A conjuntura mediática e comercial favorece uma cultura de fascínio beato pela "tecnologia". Por que preço? — este texto foi publicado no Diário de Notícias (21 de Março).
Uma das consequências mais correntes, e também mais simplistas, da visão banalmente financeira do cinema é a sua redução a índices de receitas. Proliferam os números “grandes” dessas receitas, omitindo-se qualquer consideração sobre todos os outros (da produção à promoção e, mais recentemente, da reconversão das salas para a projecção digital). O cinema americano é o palco privilegiado de tal (des)informação, favorecendo um retrato triunfalista da produção que ignora, não apenas a sua diversidade, mas também os seus inevitáveis falhanços comerciais.
Escusado será dizer que não há nenhuma relação estável, muito menos racional, entre a vida económica de um filme e os juízos de valor que sobre ele possamos formular. O que se contesta é o efeito equívoco de uma certa megalomania “jornalística” que ignora a pluralidade do fenómeno cinematográfico. Por exemplo, o filme Green Zone (ainda inédito entre nós) que marca o reencontro de Paul Greengrass, da série “Bourne”, com o respectivo actor, Matt Damon: com menos de 20 milhões de dólares na semana de estreia nos EUA, Green Zone é um monumental falhanço económico, quanto mais não seja porque custou 100 milhões (o que quer dizer que se terá gasto pelo menos outro tanto na respectiva campanha publicitária). E que dizer de Visto do Céu, adaptação do best-seller de Alice Sebold [The Lovely Bones], dirigida por Peter Jackson (O Senhor dos Anéis) e recentemente lançada entre nós? Com uma receita global ainda abaixo dos 90 milhões, tendo custado 65, consegue uma performance comercial à beira do medíocre, sobretudo tendo em conta a sofisticação de meios e também o muito que foi investido no seu lançamento.
Visto do Céu é tanto mais sintomático quanto a sua própria concepção artística reflecte o mesmo tipo de visão delirante do trabalho cinematográfico.
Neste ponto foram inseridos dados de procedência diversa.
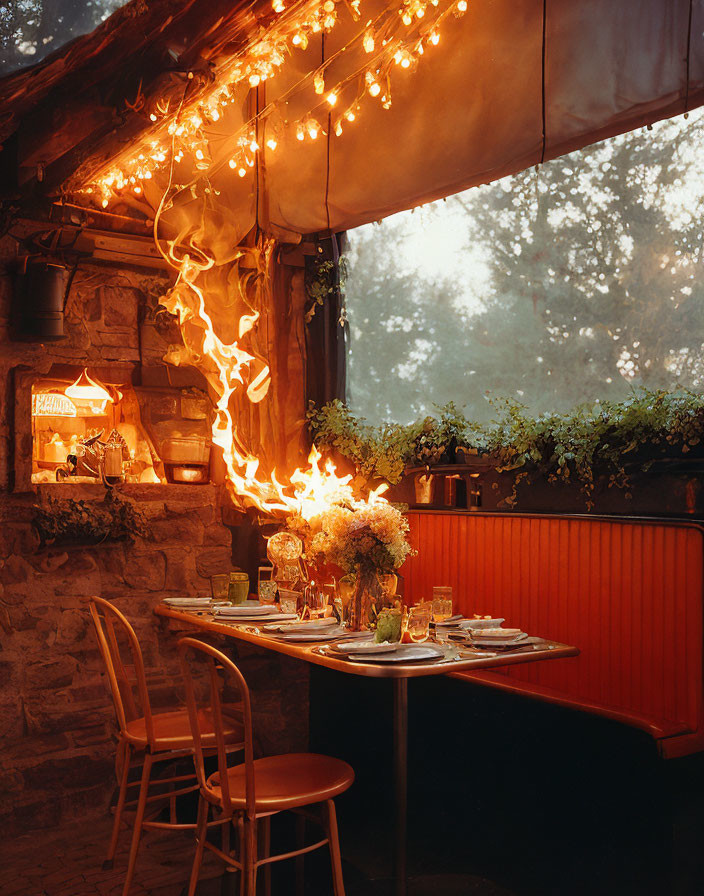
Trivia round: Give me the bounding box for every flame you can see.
[157,224,388,520]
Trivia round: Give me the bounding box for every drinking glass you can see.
[433,585,452,622]
[210,573,230,604]
[259,579,277,604]
[374,607,401,644]
[279,588,301,615]
[228,572,249,604]
[406,604,430,643]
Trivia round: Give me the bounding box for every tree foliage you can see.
[347,113,704,422]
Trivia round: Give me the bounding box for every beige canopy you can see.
[217,0,704,233]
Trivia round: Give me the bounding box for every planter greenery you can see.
[309,389,704,506]
[32,491,146,546]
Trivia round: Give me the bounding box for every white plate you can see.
[263,616,339,634]
[459,619,506,631]
[275,627,345,641]
[216,603,274,616]
[347,644,445,663]
[476,628,525,641]
[164,597,210,607]
[333,641,401,656]
[472,633,528,647]
[213,611,296,625]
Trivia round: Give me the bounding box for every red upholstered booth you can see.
[402,511,704,757]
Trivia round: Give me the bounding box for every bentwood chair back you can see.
[179,638,354,896]
[90,597,154,749]
[89,597,242,896]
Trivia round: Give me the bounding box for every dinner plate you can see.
[476,628,525,641]
[274,628,345,641]
[216,603,272,616]
[472,633,528,647]
[262,616,340,634]
[213,610,296,628]
[458,619,506,631]
[347,644,445,663]
[331,641,401,656]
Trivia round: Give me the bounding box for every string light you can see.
[85,0,468,208]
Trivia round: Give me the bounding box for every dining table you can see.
[154,603,579,896]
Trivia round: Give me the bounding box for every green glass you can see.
[228,572,249,604]
[374,608,402,644]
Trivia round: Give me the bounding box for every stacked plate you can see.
[214,600,296,622]
[329,640,445,663]
[262,616,345,642]
[471,628,528,647]
[164,597,216,610]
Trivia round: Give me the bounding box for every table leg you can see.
[393,678,408,896]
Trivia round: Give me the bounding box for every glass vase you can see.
[347,568,383,632]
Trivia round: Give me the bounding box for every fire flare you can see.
[157,226,388,520]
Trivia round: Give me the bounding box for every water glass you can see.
[228,572,249,604]
[210,573,230,604]
[259,579,278,604]
[279,588,301,616]
[406,604,430,643]
[433,585,452,622]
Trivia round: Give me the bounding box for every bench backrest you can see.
[402,512,704,755]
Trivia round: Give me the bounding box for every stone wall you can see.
[0,238,308,837]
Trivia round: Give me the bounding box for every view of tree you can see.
[346,111,704,422]
[0,0,127,75]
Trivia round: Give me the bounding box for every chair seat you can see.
[207,753,354,812]
[127,704,244,750]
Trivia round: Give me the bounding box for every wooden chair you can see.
[89,597,244,896]
[179,638,354,896]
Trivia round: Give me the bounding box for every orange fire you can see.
[157,224,388,520]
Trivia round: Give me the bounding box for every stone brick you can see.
[123,551,166,591]
[100,286,139,330]
[196,547,232,579]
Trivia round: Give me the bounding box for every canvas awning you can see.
[0,0,704,234]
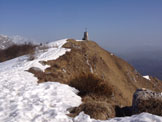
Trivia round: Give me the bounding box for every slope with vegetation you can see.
[29,39,162,119]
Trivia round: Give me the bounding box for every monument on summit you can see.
[82,28,88,40]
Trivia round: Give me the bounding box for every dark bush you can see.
[69,74,112,96]
[0,43,36,62]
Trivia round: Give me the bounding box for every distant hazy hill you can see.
[0,35,14,49]
[0,34,33,49]
[120,49,162,80]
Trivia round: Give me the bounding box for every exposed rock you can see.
[132,89,162,116]
[31,39,162,106]
[28,39,162,119]
[70,101,115,120]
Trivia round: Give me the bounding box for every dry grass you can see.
[70,101,115,120]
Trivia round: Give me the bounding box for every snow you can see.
[143,75,151,80]
[0,39,162,122]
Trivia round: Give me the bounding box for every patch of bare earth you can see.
[29,39,162,119]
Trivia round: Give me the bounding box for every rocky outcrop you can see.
[132,89,162,116]
[33,39,162,106]
[29,39,162,119]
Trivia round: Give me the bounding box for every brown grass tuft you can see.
[71,101,115,120]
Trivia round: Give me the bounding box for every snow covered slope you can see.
[0,39,162,122]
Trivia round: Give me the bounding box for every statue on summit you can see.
[82,28,88,40]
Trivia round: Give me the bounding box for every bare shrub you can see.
[69,74,113,97]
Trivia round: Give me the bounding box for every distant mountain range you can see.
[119,48,162,80]
[0,34,33,49]
[0,35,14,49]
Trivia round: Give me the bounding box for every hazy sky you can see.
[0,0,162,52]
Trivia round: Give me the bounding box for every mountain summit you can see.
[0,34,14,49]
[0,39,162,122]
Estamos perante a abordagem de uma história fantástica (uma jovem assassinada que, num limbo existencial e moral, “contempla” a vida que deixou) marcada por uma integração meramente instrumental dos efeitos especiais: Visto do Céu é mesmo um caso exemplar do modo como a atracção “tecnicista” pode reinar, a ponto de esvaziar o labor específico da narrativa, isto é, a arte de contar histórias.
Quase sempre, os modernos efeitos especiais passaram a ser apresentados como uma receita “mágica” para a sedução espectacular do cinema. É um discurso que recalca o facto de os efeitos especiais não serem uma “proeza” do século XXI, mas sim um dado inerente à história do cinema desde os seus primórdios, em finais do século XIX, com Georges Méliès. Mais do que isso: tal discurso favorece a indiferença pelos filmes menos ricos, ou mais artesanais. No contexto português, conhecemos há décadas os seus danos colaterais: exprimem-se através de um paternalismo populista que menospreza, por princípio, o trabalho dos criadores.